There's something else you need to do (IMO), and this one can be a little painful, but I think it's a necessary step for you. You need to realize that there are a whole lot of subjects that you don't know very much about. And some of these subjects, well, you either think you know more than you do, or you don't realize there's anything to know. On top of that, there are lots of people on this forum who *do* know a huge amount about these subjects. So if you start posting and your writing tone takes on a knowledgeable air but the content of what you're saying shows that you don't know what you're talking about, some people are going to be annoyed, even disgusted. I think that's one of the times they come back with the jokes at your expense. I think they're blowing off steam they need to blow off, because you've created some stress for them with the way you make some of those posts.

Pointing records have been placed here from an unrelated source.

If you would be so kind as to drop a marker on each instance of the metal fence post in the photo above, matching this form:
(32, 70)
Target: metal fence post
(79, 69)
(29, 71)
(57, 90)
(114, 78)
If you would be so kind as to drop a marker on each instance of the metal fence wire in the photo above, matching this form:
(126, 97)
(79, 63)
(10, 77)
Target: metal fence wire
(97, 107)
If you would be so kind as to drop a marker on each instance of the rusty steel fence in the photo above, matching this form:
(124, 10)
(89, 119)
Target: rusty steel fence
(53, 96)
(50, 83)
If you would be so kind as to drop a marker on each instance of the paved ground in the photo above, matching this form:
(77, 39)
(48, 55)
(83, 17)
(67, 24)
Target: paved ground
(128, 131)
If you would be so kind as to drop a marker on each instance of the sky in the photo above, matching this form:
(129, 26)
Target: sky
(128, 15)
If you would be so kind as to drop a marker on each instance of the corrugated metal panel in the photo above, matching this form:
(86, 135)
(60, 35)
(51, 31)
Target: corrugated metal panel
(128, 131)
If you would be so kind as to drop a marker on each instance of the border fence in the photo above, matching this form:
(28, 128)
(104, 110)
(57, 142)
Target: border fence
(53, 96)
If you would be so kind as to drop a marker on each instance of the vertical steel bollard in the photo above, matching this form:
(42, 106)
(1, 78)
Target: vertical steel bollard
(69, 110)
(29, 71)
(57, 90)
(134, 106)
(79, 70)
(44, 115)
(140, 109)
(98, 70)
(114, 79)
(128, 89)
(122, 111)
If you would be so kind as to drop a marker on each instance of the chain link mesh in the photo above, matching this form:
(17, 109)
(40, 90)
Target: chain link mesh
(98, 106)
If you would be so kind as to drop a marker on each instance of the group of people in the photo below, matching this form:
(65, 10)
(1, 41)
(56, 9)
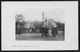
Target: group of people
(48, 32)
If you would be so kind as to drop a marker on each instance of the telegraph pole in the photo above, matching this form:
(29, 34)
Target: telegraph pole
(43, 16)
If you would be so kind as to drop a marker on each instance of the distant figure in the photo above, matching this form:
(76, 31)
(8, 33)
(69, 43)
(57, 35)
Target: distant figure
(54, 32)
(44, 31)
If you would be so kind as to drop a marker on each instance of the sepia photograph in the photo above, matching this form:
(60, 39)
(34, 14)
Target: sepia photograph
(40, 25)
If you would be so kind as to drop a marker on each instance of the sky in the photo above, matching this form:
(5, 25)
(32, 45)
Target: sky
(33, 10)
(32, 14)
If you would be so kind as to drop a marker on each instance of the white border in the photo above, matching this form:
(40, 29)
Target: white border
(8, 26)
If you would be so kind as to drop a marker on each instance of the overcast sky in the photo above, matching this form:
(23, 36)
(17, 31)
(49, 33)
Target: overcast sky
(33, 10)
(32, 14)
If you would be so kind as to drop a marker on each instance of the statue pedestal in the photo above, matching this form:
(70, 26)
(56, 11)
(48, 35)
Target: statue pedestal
(49, 32)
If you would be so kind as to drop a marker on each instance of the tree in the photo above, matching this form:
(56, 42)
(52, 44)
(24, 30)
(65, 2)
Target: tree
(20, 23)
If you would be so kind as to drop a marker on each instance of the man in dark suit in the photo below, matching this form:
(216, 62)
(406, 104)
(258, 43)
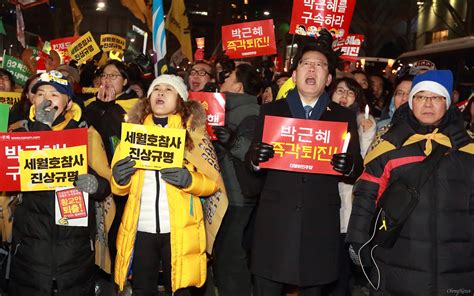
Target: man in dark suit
(297, 225)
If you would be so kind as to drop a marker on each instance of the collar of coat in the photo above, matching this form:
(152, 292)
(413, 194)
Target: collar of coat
(450, 133)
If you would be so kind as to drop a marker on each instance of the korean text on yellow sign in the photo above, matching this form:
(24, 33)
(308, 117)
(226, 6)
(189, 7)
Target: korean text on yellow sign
(48, 169)
(10, 98)
(84, 48)
(110, 42)
(153, 147)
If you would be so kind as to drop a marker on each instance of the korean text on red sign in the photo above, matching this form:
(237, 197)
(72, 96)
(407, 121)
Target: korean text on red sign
(12, 143)
(214, 105)
(249, 39)
(349, 46)
(303, 145)
(309, 16)
(60, 46)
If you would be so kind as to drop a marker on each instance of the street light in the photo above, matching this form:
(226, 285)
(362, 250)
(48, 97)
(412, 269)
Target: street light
(100, 6)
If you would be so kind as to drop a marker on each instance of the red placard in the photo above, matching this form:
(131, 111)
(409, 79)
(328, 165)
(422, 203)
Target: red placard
(309, 16)
(249, 39)
(303, 145)
(60, 46)
(12, 143)
(349, 46)
(71, 203)
(214, 104)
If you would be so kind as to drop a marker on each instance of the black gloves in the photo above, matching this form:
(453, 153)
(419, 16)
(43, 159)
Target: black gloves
(260, 152)
(144, 63)
(87, 183)
(45, 114)
(343, 163)
(225, 136)
(179, 177)
(123, 170)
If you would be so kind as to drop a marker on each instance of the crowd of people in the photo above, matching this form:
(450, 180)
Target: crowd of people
(283, 232)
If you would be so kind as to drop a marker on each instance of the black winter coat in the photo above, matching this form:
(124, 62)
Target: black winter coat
(46, 254)
(434, 254)
(297, 226)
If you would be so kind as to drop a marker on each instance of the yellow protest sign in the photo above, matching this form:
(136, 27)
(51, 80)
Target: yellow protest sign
(10, 98)
(84, 48)
(49, 169)
(89, 90)
(153, 147)
(110, 42)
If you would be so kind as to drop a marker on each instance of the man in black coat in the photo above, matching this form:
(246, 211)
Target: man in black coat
(297, 224)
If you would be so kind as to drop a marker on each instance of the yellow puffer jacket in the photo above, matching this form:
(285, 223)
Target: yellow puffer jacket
(188, 238)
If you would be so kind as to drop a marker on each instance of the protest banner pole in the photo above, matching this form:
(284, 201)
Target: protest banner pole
(291, 49)
(145, 38)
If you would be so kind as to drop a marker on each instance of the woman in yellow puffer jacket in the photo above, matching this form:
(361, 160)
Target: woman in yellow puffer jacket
(163, 217)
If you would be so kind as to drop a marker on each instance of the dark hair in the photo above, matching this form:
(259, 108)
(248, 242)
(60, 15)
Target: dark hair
(123, 70)
(355, 87)
(250, 79)
(9, 75)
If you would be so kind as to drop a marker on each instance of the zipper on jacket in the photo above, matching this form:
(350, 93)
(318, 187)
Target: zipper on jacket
(435, 240)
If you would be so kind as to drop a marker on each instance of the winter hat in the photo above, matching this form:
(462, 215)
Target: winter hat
(173, 80)
(422, 65)
(57, 80)
(437, 81)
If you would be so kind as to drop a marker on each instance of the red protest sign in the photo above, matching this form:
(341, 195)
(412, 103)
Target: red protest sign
(303, 145)
(71, 203)
(349, 46)
(12, 143)
(214, 104)
(60, 46)
(309, 16)
(249, 39)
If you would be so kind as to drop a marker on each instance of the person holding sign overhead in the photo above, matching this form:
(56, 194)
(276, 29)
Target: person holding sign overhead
(53, 259)
(298, 216)
(105, 112)
(163, 217)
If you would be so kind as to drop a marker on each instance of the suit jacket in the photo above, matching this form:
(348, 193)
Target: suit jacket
(297, 225)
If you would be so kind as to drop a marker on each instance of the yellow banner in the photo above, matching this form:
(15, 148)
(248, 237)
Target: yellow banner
(84, 48)
(10, 98)
(110, 42)
(153, 147)
(49, 169)
(89, 90)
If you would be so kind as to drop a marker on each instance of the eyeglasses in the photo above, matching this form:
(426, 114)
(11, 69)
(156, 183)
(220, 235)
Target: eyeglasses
(401, 93)
(340, 91)
(433, 99)
(316, 63)
(110, 76)
(198, 72)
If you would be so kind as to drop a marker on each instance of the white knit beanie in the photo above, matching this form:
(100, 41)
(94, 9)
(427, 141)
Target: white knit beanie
(175, 81)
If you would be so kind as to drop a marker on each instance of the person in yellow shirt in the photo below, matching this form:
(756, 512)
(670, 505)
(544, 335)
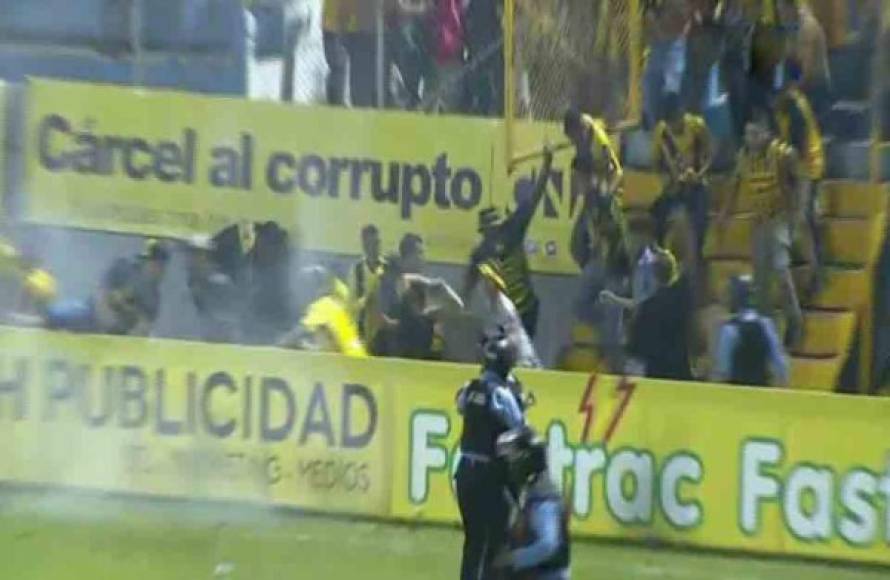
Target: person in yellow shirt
(798, 126)
(682, 153)
(365, 279)
(595, 168)
(768, 176)
(327, 325)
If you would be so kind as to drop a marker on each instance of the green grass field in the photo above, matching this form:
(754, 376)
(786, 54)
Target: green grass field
(76, 537)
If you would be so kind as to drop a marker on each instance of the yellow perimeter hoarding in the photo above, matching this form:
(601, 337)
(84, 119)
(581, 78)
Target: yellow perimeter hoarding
(173, 164)
(778, 472)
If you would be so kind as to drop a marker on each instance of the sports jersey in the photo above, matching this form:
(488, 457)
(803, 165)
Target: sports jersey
(760, 178)
(688, 147)
(330, 314)
(365, 284)
(601, 160)
(798, 126)
(489, 408)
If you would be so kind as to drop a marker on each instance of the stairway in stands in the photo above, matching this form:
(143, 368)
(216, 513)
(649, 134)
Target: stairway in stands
(855, 222)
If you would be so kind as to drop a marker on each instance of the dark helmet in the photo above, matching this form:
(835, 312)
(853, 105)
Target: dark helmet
(499, 353)
(741, 290)
(524, 454)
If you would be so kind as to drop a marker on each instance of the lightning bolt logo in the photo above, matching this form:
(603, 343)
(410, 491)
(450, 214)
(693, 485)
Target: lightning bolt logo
(588, 407)
(623, 393)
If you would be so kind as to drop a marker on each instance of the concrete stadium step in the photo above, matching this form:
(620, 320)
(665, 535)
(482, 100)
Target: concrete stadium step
(816, 374)
(849, 120)
(852, 160)
(827, 334)
(853, 199)
(844, 289)
(847, 65)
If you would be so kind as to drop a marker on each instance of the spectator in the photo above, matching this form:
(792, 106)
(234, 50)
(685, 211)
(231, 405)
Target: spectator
(305, 74)
(682, 152)
(501, 316)
(799, 127)
(485, 42)
(809, 51)
(736, 25)
(327, 325)
(365, 284)
(666, 25)
(748, 345)
(599, 236)
(770, 34)
(447, 39)
(128, 301)
(213, 293)
(660, 331)
(502, 250)
(643, 248)
(256, 256)
(767, 173)
(350, 44)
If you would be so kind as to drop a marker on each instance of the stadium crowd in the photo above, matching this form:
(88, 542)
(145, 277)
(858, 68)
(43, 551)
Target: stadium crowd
(641, 277)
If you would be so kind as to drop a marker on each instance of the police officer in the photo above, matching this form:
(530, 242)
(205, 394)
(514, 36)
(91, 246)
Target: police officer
(539, 546)
(490, 406)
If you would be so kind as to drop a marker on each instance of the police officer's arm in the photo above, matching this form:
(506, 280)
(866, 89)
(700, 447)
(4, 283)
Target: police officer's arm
(731, 200)
(726, 344)
(471, 276)
(461, 399)
(705, 147)
(789, 172)
(545, 521)
(615, 173)
(778, 361)
(505, 406)
(580, 244)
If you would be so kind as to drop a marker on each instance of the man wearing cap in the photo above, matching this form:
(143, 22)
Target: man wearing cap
(502, 252)
(748, 351)
(213, 293)
(27, 288)
(128, 301)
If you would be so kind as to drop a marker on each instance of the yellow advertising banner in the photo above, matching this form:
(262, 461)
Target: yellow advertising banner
(739, 469)
(767, 471)
(189, 420)
(173, 164)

I'm not saying it's always ok for them to do that. But you can stop prompting it, or prompt it much less, if you stop and think things through a little better. Remind yourself that you often seem to feel like you're more of an expert than you are. Remind yourself that there are times when it's better not to post. If you find yourself unable to think things through very well, that would be one of those times. Honestly, this is true for anyone. I probably post about 1/3 of all the stuff I start to type here. Sometimes I think I've got something really brilliant to say, and I have to stop and say to myself "kid, you could well be the only member of your fan club on this one." One trick I use is that when I want to post something but a little voice in my head tells me it might not be the best idea, I'll type it into a text file, save it, read it later or the next day, and *then* decide if I want to post it.
Another thing, now that you've had some bad experiences here, is to remember those experiences and see if you can start to get an intuitive sense of what type of posting brings the reactions that hurt you. You're about to post something new, or respond to something someone's said. Think about what you're about to say and how you're about to say it. Ask yourself, "How do I think people are going to respond to this?" and "How do I think I'm going to feel about their responses? Will they probably be very upsetting to me?" Not posting those things is just a matter of self-preservation. Really, it's ok to walk away from the machine sometimes.